In defense of the holiday letter

by Kristen DeLap


One of the reasons I love the holidays is because people send more mail. Everyone loves when real mail arrives in their mailbox - it's an almost universal feeling. To know that a few days (weeks) ago, someone was thinking of you, took the time to document it, and troubled to send it your way. That is effort.

But it is equally as gratifying to send mail. To think of someone, choose some stationary or card you think they'll enjoy, write a sentiment you want to share, seal it up, and drop it in the box with anticipation of when the receiver opens it. That is intention.

Which brings me to my defense of the holiday letter, which has dropped unceremoniously out of fashion. The holiday letter takes a bit of effort, for sure, but one could argue no more effort than arranging family photos and ordering cards from any of the glossy services that have tricked us into thinking that is what holiday correspondence should be. More than effort, a holiday letter takes a bit of reflection. The writer must pause and evaluate their year, sift through the mundane and the extraordinary, and make decisions about what to share. In this world of social media where there is little visual hierarchy between a glamour shot of a happy hour cocktail and a celebratory birth announcement, it is nice to have a bit more curation. The author of the letter gets to emphasize their preference of topic or event, painting things as rosy or as realistic as they prefer.

And further, holiday letters reach those without social media profiles (or those who don't exercise their ability to obsessively check all platforms daily). The USPS famously will deliver a letter anywhere, whether the receiver wants it or not.

So every year I look forward to crafting our holiday correspondence. Some years it is a long paragraph, some years it is a page. This year it is in the style of a newsletter with some bullet points and sidebars. We usually incorporate multiple photos - the candid type, not the professional, I'm afraid. But Todd and I sit down and do it together. We discuss what was meaningful about our year, in our individual lives and as a family. This year even Søren weighed in a bit on what to include. It's a great time to reflect, before the business of the holidays sweeps us away to the beginning of the next year.

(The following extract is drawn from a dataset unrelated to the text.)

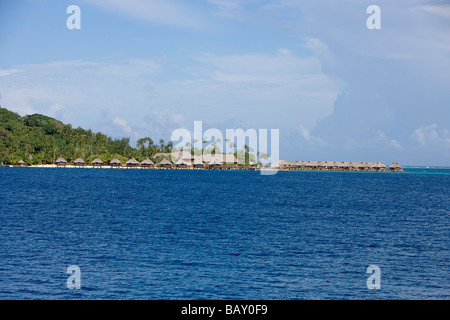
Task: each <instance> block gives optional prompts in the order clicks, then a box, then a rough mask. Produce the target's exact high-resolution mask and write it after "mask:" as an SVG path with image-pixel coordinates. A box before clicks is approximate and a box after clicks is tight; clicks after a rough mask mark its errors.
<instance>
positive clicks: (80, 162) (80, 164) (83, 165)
mask: <svg viewBox="0 0 450 320" xmlns="http://www.w3.org/2000/svg"><path fill="white" fill-rule="evenodd" d="M85 164H86V163H85V162H84V160H83V159H81V158H76V159H75V161H74V162H73V165H74V166H77V167H82V166H84V165H85Z"/></svg>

The letter for me doesn't end inside the envelope. I try to find some fun vintage postage and customize it based on the recipient. My farmer father gets the stamps with the snow-covered red barns; and my active brother gets the Olympic skiing stamps; the christmas toy ones to a family with young kids, and those young at heart. This attention to postage is certainly above and beyond (though there was a time that stamps printed with a custom photo were somewhat common), but I enjoy it.

And, these letters are a great historical reference. I keep a stack of one letter from every year in the box with our stockings. Looking back at years past shows us how far we've come, and reinforces our traditions.

I know some families feel it is wasteful, so much paper used and the expense of it all. But I, perhaps naively, only think it is wasteful if it isn't meaningful. And for me, I still find meaning, in both sending and receiving this bit of traditional correspondence.